The Quarto template for this assignment may be found in the
repository at the following link: https://classroom.github.com/a/uPlwAu29
A 2008 paper by Cortez and Silva examined predictors of student
performance in two Portuguese secondary schools. We will be using part
of their dataset to examine factors that are associated with academic
performance. The variables in our abridged dataset are as follows:
school: The school the student attended (GP = Gabriel
Pereira; MS = Mousinho da Silveira)
sex: The sex of the student (F = female; M = male)
age: The age of the student in years
address: Whether the student lived in an urban (U) or
rural (R) location
famsize: The family size of the student (LE3 = <= 3;
GT3 = >3)
studytime: The categorical weekly study time of the
student (1 = <2 hours; 2 = 2 - 5 hours; 3 = 5 - 10 hours; 4 = >10
hours)
paid: Whether the student’s family had extra paid
classes for the subject in question (in this case, Portuguese)

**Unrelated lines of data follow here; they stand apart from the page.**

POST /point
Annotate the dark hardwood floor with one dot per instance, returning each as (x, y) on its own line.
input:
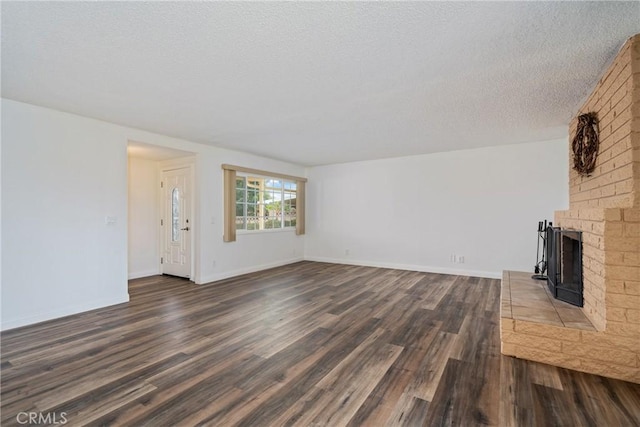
(309, 344)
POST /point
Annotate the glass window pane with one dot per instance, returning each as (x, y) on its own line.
(175, 215)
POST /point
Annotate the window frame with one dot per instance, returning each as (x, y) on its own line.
(245, 203)
(229, 199)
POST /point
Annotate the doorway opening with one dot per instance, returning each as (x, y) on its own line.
(150, 214)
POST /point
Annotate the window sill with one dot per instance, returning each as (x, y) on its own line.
(268, 231)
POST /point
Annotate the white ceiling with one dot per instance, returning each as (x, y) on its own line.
(317, 82)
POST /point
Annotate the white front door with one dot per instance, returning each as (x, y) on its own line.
(176, 222)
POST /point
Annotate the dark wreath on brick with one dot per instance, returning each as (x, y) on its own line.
(585, 144)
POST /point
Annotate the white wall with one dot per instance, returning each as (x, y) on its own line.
(144, 244)
(62, 174)
(414, 212)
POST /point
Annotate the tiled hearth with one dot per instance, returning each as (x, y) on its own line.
(526, 299)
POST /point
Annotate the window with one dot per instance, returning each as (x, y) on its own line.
(265, 203)
(260, 200)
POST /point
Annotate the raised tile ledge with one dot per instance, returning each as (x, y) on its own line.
(535, 326)
(527, 299)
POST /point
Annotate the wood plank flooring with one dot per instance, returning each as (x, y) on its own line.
(309, 344)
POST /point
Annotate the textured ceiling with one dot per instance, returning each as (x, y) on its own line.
(317, 82)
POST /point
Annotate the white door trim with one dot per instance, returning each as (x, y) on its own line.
(168, 166)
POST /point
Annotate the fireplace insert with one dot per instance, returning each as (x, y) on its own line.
(564, 264)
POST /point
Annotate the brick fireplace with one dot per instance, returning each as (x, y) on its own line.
(605, 206)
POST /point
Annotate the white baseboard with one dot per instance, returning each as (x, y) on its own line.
(410, 267)
(246, 270)
(147, 273)
(62, 312)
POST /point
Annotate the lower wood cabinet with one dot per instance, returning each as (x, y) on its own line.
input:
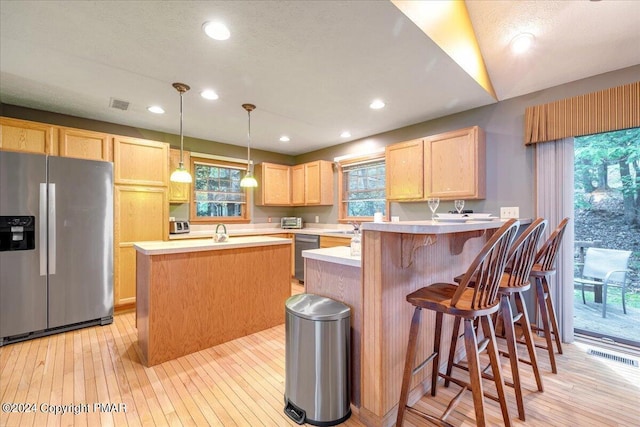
(141, 214)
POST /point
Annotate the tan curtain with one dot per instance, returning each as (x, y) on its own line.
(604, 111)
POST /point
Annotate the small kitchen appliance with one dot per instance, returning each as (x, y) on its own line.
(291, 222)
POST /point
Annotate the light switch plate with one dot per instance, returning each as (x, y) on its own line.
(510, 212)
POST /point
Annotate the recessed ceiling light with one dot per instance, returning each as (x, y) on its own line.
(216, 30)
(156, 109)
(522, 43)
(376, 104)
(209, 94)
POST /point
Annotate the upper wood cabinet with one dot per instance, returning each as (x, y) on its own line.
(297, 185)
(140, 162)
(274, 185)
(84, 144)
(26, 136)
(179, 192)
(318, 183)
(405, 170)
(455, 164)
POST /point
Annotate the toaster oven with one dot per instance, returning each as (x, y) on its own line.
(290, 222)
(178, 227)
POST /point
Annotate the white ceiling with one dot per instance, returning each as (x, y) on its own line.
(311, 67)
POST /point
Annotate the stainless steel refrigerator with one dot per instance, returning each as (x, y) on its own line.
(56, 244)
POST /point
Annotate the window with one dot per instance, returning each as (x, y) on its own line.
(217, 195)
(362, 188)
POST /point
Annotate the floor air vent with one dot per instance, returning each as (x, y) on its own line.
(625, 360)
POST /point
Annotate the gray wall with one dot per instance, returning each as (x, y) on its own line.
(510, 165)
(509, 168)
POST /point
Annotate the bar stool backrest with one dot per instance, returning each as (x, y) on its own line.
(487, 268)
(523, 253)
(546, 257)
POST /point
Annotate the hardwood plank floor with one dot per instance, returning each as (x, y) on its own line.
(242, 383)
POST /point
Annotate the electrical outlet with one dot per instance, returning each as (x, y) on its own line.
(510, 212)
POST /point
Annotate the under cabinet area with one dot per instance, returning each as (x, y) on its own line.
(450, 166)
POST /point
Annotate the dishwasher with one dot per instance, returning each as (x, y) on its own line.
(302, 243)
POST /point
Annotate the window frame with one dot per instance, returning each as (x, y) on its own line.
(344, 164)
(245, 208)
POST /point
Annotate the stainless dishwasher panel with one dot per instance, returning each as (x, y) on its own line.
(302, 243)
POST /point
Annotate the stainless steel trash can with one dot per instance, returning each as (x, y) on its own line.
(317, 358)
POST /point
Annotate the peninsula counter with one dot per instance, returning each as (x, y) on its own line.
(195, 294)
(397, 259)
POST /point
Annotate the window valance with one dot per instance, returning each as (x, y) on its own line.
(603, 111)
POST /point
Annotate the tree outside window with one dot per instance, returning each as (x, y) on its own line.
(217, 195)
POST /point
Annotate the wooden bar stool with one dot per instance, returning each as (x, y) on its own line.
(467, 303)
(543, 268)
(514, 281)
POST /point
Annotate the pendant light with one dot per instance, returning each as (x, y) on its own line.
(249, 180)
(181, 174)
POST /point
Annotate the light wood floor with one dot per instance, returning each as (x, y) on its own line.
(242, 383)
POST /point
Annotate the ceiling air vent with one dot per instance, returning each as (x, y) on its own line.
(119, 104)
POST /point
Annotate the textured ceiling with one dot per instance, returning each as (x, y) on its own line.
(311, 67)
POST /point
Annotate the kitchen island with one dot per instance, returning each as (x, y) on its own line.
(194, 294)
(397, 259)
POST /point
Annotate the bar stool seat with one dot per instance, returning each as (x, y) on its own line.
(512, 284)
(468, 304)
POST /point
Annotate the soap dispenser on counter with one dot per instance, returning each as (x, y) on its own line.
(356, 242)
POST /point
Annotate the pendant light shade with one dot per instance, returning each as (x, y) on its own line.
(181, 174)
(248, 180)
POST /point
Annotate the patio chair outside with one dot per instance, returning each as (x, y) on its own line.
(604, 268)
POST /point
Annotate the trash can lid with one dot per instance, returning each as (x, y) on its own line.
(315, 307)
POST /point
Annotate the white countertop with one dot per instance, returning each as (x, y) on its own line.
(208, 233)
(435, 227)
(200, 245)
(336, 255)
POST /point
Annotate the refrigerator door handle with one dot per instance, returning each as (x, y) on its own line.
(52, 229)
(42, 232)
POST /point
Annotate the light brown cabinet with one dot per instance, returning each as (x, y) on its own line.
(141, 175)
(455, 164)
(140, 162)
(302, 185)
(318, 183)
(84, 144)
(405, 170)
(297, 185)
(179, 192)
(26, 136)
(312, 184)
(141, 214)
(274, 185)
(450, 166)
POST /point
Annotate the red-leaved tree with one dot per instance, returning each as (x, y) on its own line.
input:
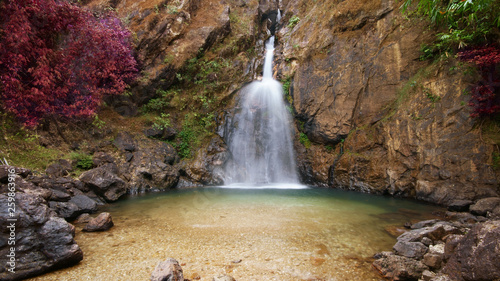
(59, 59)
(485, 94)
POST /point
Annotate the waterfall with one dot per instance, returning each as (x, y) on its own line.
(261, 142)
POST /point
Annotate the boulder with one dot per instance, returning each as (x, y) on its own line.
(207, 167)
(168, 270)
(61, 168)
(459, 205)
(396, 267)
(152, 168)
(67, 210)
(486, 207)
(44, 241)
(84, 204)
(100, 223)
(414, 250)
(223, 278)
(104, 183)
(475, 256)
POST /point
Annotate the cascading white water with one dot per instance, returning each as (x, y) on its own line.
(261, 142)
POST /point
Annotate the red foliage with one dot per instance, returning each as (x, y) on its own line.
(57, 58)
(485, 98)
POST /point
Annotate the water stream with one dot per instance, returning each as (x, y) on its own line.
(250, 234)
(261, 141)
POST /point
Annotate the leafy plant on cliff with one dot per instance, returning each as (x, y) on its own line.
(463, 21)
(485, 94)
(59, 59)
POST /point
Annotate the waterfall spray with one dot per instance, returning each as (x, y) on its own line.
(261, 142)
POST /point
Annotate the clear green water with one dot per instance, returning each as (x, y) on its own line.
(250, 234)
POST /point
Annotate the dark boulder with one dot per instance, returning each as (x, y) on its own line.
(486, 207)
(104, 183)
(476, 256)
(459, 205)
(168, 270)
(396, 267)
(61, 168)
(44, 242)
(84, 204)
(125, 142)
(100, 223)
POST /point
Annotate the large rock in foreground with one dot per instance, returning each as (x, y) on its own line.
(43, 241)
(104, 182)
(477, 255)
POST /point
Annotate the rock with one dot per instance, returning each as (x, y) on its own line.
(67, 210)
(432, 260)
(486, 207)
(83, 218)
(476, 256)
(101, 158)
(5, 171)
(434, 232)
(397, 267)
(44, 242)
(459, 205)
(428, 275)
(223, 278)
(422, 224)
(59, 169)
(168, 270)
(152, 168)
(57, 195)
(100, 223)
(207, 167)
(84, 203)
(104, 183)
(414, 250)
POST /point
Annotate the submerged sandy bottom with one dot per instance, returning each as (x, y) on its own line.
(248, 234)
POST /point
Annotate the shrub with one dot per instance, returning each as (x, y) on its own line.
(485, 98)
(58, 59)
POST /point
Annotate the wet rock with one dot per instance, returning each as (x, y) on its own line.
(223, 278)
(152, 168)
(476, 256)
(125, 142)
(104, 183)
(415, 250)
(84, 204)
(100, 223)
(67, 210)
(397, 267)
(207, 168)
(460, 205)
(59, 169)
(101, 158)
(83, 218)
(486, 207)
(43, 241)
(5, 172)
(57, 195)
(168, 270)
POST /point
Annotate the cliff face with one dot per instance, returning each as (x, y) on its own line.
(379, 119)
(382, 121)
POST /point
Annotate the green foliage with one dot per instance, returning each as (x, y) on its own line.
(432, 97)
(464, 22)
(162, 122)
(83, 160)
(304, 140)
(293, 21)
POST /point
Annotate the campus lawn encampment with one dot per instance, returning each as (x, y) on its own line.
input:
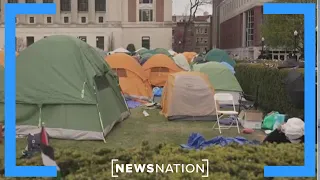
(92, 159)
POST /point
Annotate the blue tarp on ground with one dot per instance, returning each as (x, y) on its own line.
(157, 91)
(197, 141)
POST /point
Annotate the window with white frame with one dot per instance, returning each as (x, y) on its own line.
(145, 15)
(249, 28)
(145, 1)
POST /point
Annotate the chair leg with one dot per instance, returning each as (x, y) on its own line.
(238, 125)
(219, 125)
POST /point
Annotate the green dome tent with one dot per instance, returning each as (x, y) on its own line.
(220, 76)
(182, 62)
(219, 55)
(142, 51)
(101, 52)
(64, 82)
(162, 51)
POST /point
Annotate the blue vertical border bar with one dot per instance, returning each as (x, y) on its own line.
(11, 169)
(309, 168)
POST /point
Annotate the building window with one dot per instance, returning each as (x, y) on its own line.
(30, 40)
(49, 20)
(83, 5)
(100, 5)
(65, 5)
(120, 72)
(100, 19)
(31, 20)
(66, 19)
(100, 42)
(145, 15)
(249, 28)
(83, 38)
(145, 1)
(83, 19)
(145, 42)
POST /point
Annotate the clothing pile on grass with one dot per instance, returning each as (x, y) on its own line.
(198, 142)
(281, 129)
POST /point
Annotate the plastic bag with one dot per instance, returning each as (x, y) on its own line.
(269, 120)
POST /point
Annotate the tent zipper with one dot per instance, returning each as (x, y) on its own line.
(82, 91)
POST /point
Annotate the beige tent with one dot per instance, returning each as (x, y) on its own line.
(188, 96)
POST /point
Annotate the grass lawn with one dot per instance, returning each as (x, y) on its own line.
(137, 128)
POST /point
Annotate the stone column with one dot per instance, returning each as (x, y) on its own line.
(57, 17)
(74, 11)
(39, 18)
(2, 11)
(22, 18)
(92, 11)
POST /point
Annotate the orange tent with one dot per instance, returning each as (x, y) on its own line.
(133, 80)
(189, 56)
(2, 57)
(158, 67)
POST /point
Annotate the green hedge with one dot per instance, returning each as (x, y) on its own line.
(272, 93)
(233, 162)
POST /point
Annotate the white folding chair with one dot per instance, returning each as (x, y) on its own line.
(225, 97)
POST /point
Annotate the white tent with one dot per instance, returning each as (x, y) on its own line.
(120, 50)
(172, 52)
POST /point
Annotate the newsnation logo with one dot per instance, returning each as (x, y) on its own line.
(118, 168)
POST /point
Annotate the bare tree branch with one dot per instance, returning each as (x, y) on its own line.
(193, 8)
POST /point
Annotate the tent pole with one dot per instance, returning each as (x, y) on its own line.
(40, 114)
(100, 119)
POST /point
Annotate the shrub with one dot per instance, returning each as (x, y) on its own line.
(231, 162)
(272, 93)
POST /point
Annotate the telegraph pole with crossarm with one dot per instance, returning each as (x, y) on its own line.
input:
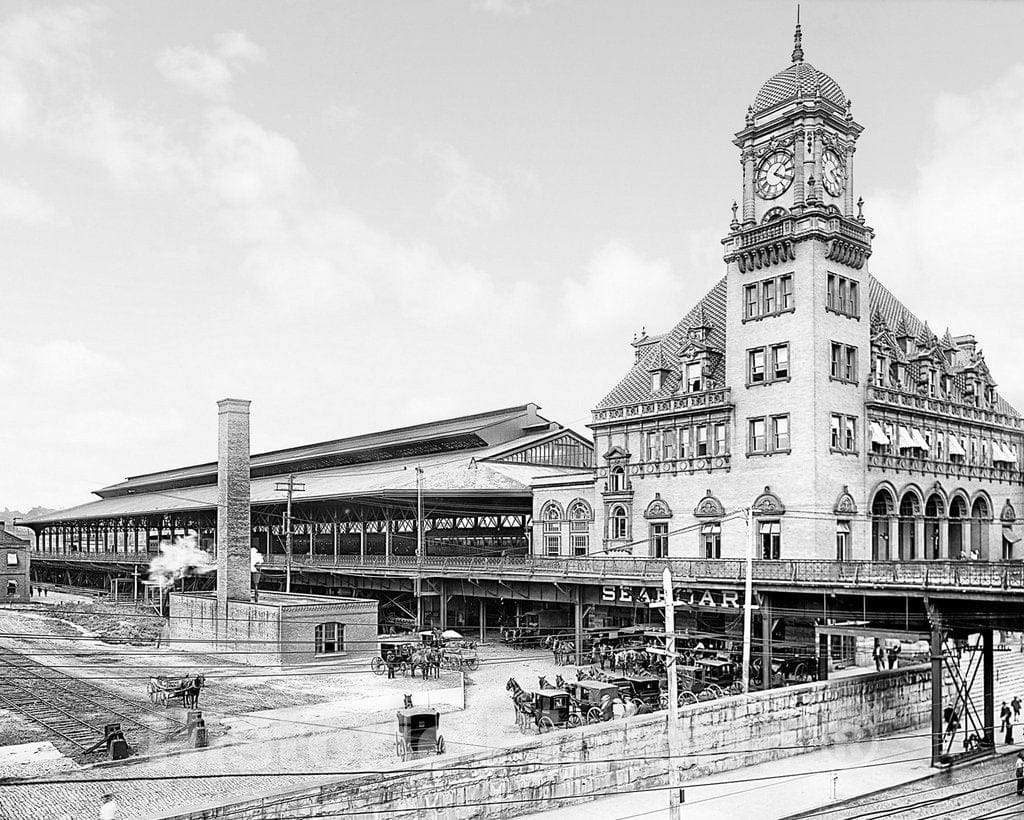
(291, 486)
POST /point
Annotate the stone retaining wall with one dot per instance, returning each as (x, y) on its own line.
(570, 766)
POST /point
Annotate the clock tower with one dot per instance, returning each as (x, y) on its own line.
(798, 307)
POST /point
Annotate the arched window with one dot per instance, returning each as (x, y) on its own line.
(616, 479)
(617, 522)
(981, 517)
(581, 518)
(330, 638)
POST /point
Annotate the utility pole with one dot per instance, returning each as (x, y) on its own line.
(749, 601)
(291, 486)
(670, 605)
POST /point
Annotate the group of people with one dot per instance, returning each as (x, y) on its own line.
(882, 655)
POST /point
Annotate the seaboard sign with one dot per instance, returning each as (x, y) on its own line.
(699, 599)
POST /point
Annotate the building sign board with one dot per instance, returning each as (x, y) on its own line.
(700, 599)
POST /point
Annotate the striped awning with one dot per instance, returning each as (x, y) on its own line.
(879, 435)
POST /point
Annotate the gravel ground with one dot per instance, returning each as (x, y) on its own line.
(306, 722)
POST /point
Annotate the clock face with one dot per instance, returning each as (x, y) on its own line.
(833, 172)
(774, 174)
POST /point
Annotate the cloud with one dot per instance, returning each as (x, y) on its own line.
(621, 289)
(22, 203)
(470, 198)
(210, 76)
(955, 227)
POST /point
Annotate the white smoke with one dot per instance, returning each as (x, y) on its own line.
(178, 560)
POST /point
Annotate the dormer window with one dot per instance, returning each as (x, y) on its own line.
(694, 377)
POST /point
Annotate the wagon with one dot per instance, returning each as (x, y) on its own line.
(588, 697)
(554, 707)
(402, 651)
(417, 735)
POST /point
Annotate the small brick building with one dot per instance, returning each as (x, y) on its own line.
(280, 630)
(13, 567)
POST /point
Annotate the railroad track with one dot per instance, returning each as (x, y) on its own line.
(73, 708)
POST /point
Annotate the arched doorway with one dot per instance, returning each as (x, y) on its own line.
(934, 509)
(909, 512)
(883, 509)
(957, 514)
(981, 518)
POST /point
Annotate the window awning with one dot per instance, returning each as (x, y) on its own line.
(879, 435)
(1000, 454)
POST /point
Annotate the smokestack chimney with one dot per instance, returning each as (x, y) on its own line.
(233, 527)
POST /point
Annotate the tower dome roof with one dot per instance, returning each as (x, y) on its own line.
(801, 79)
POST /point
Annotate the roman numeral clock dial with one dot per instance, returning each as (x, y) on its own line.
(774, 174)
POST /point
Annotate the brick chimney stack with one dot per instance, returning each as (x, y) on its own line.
(233, 527)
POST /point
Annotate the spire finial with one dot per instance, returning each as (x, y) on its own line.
(798, 50)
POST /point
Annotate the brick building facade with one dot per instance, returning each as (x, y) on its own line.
(799, 389)
(13, 567)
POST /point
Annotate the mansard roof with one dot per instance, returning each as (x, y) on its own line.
(890, 320)
(636, 386)
(899, 319)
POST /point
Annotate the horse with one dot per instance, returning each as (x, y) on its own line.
(189, 698)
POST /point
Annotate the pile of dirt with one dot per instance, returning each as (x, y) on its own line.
(116, 623)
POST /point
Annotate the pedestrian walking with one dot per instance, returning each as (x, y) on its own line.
(109, 809)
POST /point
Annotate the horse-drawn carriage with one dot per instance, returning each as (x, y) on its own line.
(644, 691)
(402, 651)
(593, 699)
(460, 655)
(163, 688)
(417, 735)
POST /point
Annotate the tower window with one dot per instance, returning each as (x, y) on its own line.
(768, 297)
(843, 296)
(767, 364)
(843, 365)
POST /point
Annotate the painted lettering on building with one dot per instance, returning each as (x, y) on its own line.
(709, 599)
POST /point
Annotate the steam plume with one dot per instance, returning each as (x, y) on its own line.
(178, 560)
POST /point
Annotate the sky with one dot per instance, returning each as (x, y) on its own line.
(364, 215)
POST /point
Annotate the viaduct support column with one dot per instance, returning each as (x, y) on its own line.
(988, 675)
(766, 642)
(578, 606)
(937, 728)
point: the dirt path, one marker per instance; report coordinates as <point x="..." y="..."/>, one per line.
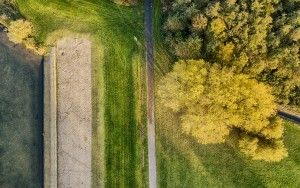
<point x="74" y="112"/>
<point x="150" y="94"/>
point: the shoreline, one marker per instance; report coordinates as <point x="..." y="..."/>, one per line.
<point x="29" y="57"/>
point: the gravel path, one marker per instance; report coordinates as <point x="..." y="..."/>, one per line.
<point x="150" y="94"/>
<point x="74" y="112"/>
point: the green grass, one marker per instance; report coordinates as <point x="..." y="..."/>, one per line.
<point x="21" y="155"/>
<point x="118" y="143"/>
<point x="185" y="163"/>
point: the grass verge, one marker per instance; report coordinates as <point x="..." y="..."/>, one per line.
<point x="118" y="142"/>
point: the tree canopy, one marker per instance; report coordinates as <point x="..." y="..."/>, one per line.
<point x="259" y="38"/>
<point x="213" y="101"/>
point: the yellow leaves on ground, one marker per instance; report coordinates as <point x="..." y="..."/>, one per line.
<point x="258" y="150"/>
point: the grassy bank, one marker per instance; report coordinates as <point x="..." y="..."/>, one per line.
<point x="21" y="155"/>
<point x="185" y="163"/>
<point x="118" y="144"/>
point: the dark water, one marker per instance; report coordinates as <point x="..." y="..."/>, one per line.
<point x="21" y="156"/>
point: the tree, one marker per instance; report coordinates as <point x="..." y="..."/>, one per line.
<point x="259" y="38"/>
<point x="213" y="101"/>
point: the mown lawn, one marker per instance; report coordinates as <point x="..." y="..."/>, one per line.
<point x="21" y="154"/>
<point x="119" y="145"/>
<point x="184" y="163"/>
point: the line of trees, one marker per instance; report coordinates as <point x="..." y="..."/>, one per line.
<point x="236" y="60"/>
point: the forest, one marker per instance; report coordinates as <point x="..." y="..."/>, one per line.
<point x="236" y="62"/>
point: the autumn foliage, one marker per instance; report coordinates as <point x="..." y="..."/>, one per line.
<point x="259" y="38"/>
<point x="213" y="101"/>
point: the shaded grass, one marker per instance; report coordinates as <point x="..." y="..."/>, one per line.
<point x="185" y="163"/>
<point x="21" y="142"/>
<point x="116" y="128"/>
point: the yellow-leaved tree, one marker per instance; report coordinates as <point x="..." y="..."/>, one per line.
<point x="212" y="102"/>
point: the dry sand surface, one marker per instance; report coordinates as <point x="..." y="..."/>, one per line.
<point x="74" y="112"/>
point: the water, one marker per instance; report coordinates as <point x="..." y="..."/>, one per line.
<point x="21" y="156"/>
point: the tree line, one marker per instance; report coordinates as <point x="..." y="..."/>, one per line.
<point x="236" y="61"/>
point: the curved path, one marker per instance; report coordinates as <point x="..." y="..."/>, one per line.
<point x="150" y="94"/>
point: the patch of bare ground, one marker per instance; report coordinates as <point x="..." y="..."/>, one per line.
<point x="74" y="112"/>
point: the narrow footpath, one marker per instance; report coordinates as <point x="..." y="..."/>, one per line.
<point x="150" y="94"/>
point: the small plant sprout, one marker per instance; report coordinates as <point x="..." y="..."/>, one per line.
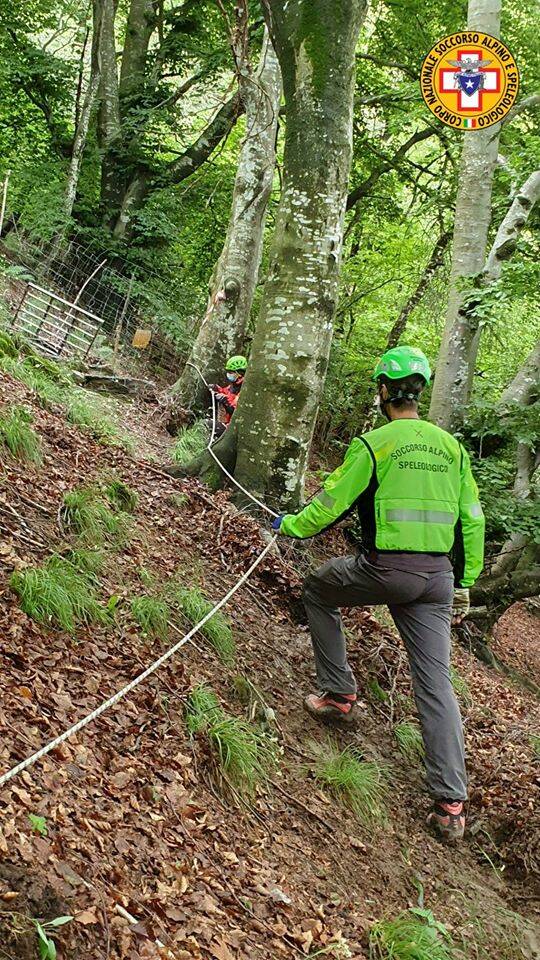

romantic: Whether the student was in a romantic
relationship
absences: The number of school absences for the
student
final: The student’s final Portuguese grade (this is a
numeric variable ranging from 0 through 20, with higher scores being
better).
Suppose our primary question of interest is whether there is an
association between whether a student attends extra paid classes and
their final grade.
- Fit a linear model that predicts the student’s final Portuguese
grade based on all other variables in the dataset (no need for
interactions or transformations). Interpret the parameter estimate
corresponding to
paid.
- Create a residual plot that corresponds to your model (no need to
display them); you should notice a group of students for whom the model
is not predicting very well. What is special about these students in
particular (why might your model not be so great for them)?
- Describe what it would mean for the independence assumption in this
model to be violated, even after adjusting for all the variables in the
model.
- Suppose you were worried about potential violation of independence
by school. Fit the same model as in Ex. 1, but with a random intercept
for school. Interpret the parameter estimate corresponding to
paid, specifically in the context of a random effects model
(hint: it shouldn’t be the same interpretation as in Ex. 1).
- Describe the difference in how the
school variable is
being treated in the two models.
- Compare the model coefficients from your model in Ex. 1 to the fixed
effect estimates from your model in Ex. 4. What do you notice?
- The minimum passing grade in Portuguese secondary schools is a 10.
Create a mixed-effects logistic regression model that predicts whether a
student passes based on the other variables in the model; use a random
intercept for school, and then interpret the odds ratio
corresponding to whether the student gets extra paid classes (be careful
about the interpretation in light of the random effect!).
- What was your reaction to the panelists’ experiences and insight?
How has today’s conversation shaped your idea of what you may want to do
in terms of a career or with life in general? (if you weren’t in class
then you won’t get credit for this question, but it’s not going to be
worth very many points. Please just leave it blank.)